LIMA (Reuters) - Peruvian President Pedro Pablo Kuczynski and the leader of the powerful opposition party that controls Congress expressed optimism that they can work together after holding a rare, two-hour meeting on Tuesday aimed at easing political hostilities.
Speaking to reporters side-by-side outside of the presidential palace in Lima, centrist Kuczynski and rightwing Keiko Fujimori agreed that political dialogue is needed to jumpstart the country's faltering economic growth.
Fujimori proposed the meeting last week after Congress forced Kuczynski's finance minister to resign - the third of Kuczynski's ministers to step down due to pressures from her party.
"I walk away from this with optimistic that the executive can take actions that all Peruvians are waiting for," Fujimori told journalists after listing her concerns about the economy and corruption that she said she discussed with Kuczynski.
Kuczynski described the meeting as positive and said it would bear fruit "in the not-too-distant future."
However, no pact or concrete plans for new reforms that would be backed by both political leaders were announced.
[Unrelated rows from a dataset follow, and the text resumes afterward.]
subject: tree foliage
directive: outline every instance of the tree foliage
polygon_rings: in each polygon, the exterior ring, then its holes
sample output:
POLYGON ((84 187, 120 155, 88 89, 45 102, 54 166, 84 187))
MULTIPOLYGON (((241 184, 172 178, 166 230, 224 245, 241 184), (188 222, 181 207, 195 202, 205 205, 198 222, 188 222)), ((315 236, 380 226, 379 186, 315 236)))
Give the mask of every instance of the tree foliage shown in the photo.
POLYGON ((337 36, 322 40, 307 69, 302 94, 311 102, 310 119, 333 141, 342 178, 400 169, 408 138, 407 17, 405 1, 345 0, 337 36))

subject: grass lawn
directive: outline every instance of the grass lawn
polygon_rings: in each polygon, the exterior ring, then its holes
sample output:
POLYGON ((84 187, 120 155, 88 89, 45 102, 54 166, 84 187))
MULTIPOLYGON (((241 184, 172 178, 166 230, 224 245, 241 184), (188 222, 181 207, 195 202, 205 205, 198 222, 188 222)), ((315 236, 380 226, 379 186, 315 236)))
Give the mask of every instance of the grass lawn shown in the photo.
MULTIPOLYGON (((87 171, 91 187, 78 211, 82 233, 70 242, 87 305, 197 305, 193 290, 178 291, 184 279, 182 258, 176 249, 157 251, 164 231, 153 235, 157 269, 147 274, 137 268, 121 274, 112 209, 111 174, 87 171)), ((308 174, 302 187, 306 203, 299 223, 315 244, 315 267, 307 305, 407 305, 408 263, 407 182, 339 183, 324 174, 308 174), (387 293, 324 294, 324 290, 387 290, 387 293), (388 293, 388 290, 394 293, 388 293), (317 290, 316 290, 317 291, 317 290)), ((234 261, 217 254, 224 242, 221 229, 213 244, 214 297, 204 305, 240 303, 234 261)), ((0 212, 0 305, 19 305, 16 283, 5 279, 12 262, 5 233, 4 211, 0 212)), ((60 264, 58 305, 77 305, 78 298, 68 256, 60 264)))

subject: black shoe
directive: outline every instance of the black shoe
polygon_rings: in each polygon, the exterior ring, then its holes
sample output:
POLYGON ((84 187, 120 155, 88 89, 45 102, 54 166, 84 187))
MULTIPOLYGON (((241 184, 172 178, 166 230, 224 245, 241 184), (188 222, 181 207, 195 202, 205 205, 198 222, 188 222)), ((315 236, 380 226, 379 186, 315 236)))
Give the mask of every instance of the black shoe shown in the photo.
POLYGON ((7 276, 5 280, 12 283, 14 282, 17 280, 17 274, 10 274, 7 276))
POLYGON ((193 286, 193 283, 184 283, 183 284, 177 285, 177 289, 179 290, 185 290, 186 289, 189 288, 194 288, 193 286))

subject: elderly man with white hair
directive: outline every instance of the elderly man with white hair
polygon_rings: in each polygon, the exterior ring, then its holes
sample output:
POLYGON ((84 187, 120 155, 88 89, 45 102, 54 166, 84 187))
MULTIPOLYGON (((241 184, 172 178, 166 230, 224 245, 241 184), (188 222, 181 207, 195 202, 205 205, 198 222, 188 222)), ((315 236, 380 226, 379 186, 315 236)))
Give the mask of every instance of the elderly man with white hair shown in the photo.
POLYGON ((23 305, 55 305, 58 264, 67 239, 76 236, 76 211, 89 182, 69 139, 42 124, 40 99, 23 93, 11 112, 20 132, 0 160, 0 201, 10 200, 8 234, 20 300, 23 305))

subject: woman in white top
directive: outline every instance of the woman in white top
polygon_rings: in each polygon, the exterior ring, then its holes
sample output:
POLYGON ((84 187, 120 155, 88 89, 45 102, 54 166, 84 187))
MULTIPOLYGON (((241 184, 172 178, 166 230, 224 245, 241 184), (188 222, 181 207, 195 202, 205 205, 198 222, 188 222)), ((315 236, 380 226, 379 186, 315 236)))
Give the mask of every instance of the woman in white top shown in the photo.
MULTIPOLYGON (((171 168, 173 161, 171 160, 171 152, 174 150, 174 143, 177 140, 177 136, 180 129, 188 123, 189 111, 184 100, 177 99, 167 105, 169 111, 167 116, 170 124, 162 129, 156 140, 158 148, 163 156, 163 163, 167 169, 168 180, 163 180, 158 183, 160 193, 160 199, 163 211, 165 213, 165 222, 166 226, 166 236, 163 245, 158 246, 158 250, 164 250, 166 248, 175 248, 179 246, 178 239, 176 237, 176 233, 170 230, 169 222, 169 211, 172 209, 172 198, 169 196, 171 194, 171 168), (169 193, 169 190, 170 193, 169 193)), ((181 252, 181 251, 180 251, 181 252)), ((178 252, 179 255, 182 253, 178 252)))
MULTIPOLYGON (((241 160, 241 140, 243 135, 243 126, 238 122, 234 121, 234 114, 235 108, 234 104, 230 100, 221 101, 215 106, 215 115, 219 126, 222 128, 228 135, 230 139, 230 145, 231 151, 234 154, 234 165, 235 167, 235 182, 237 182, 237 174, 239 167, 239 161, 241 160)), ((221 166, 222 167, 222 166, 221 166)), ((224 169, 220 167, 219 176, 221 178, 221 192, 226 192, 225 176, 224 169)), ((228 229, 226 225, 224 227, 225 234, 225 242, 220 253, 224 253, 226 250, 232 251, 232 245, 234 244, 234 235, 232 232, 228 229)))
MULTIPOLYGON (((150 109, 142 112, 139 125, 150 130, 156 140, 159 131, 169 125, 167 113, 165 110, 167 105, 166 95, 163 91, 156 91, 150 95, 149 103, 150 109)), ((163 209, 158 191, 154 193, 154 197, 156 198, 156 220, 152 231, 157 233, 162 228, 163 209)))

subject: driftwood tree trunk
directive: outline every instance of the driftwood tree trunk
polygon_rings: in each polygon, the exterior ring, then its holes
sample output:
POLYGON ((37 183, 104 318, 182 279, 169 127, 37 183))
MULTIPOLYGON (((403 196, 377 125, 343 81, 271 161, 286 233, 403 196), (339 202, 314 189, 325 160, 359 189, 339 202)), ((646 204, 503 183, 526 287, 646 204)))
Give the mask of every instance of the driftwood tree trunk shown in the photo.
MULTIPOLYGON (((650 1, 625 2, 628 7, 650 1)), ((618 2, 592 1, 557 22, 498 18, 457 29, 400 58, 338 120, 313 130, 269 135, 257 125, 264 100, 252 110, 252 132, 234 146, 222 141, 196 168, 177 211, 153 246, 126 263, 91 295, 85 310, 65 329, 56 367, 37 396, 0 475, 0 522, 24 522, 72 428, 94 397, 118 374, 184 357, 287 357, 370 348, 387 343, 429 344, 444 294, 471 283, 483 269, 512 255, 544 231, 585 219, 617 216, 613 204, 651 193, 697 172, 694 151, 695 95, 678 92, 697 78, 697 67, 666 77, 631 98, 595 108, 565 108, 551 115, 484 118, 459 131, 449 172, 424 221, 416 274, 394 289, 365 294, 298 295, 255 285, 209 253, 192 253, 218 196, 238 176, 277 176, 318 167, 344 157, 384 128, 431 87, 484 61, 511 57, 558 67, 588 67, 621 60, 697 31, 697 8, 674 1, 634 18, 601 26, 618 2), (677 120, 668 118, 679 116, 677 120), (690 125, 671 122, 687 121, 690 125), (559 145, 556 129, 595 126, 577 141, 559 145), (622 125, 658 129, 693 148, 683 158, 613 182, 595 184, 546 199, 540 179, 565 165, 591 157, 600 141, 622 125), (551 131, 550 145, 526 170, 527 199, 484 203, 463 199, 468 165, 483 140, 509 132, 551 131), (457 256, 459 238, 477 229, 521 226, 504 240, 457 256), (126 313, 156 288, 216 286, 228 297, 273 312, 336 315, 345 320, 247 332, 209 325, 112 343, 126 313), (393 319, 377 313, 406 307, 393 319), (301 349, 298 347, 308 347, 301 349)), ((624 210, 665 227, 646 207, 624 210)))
The tone of their remarks was similar to those following a meeting December after Congress ousted Kuczynski's education minister - raising questions about how lasting the renewed gesture of political cooperation might be.
Amid rising political tensions with Congress last month, Kuczynski proposed evaluating a potential pardon for Fujimori's imprisoned father, ex-president Alberto Fujimori - an announcement that has been widely viewed as a bid to placate Fujimori's party.
Kuczynski, a 78-year-old former Wall Street banker, took office a year ago after scraping together a razor-thin victory against Fujimori in a run-off election. But he will need the support of Fujimori's party, which holds a majority in Congress, to govern effectively in the remaining four years of his term.
Kuczynski said he and Fujimori "spoke a lot about the economy" that has slowed sharply following a graft scandal involving Brazilian builder Odebrecht and severe flooding earlier this year.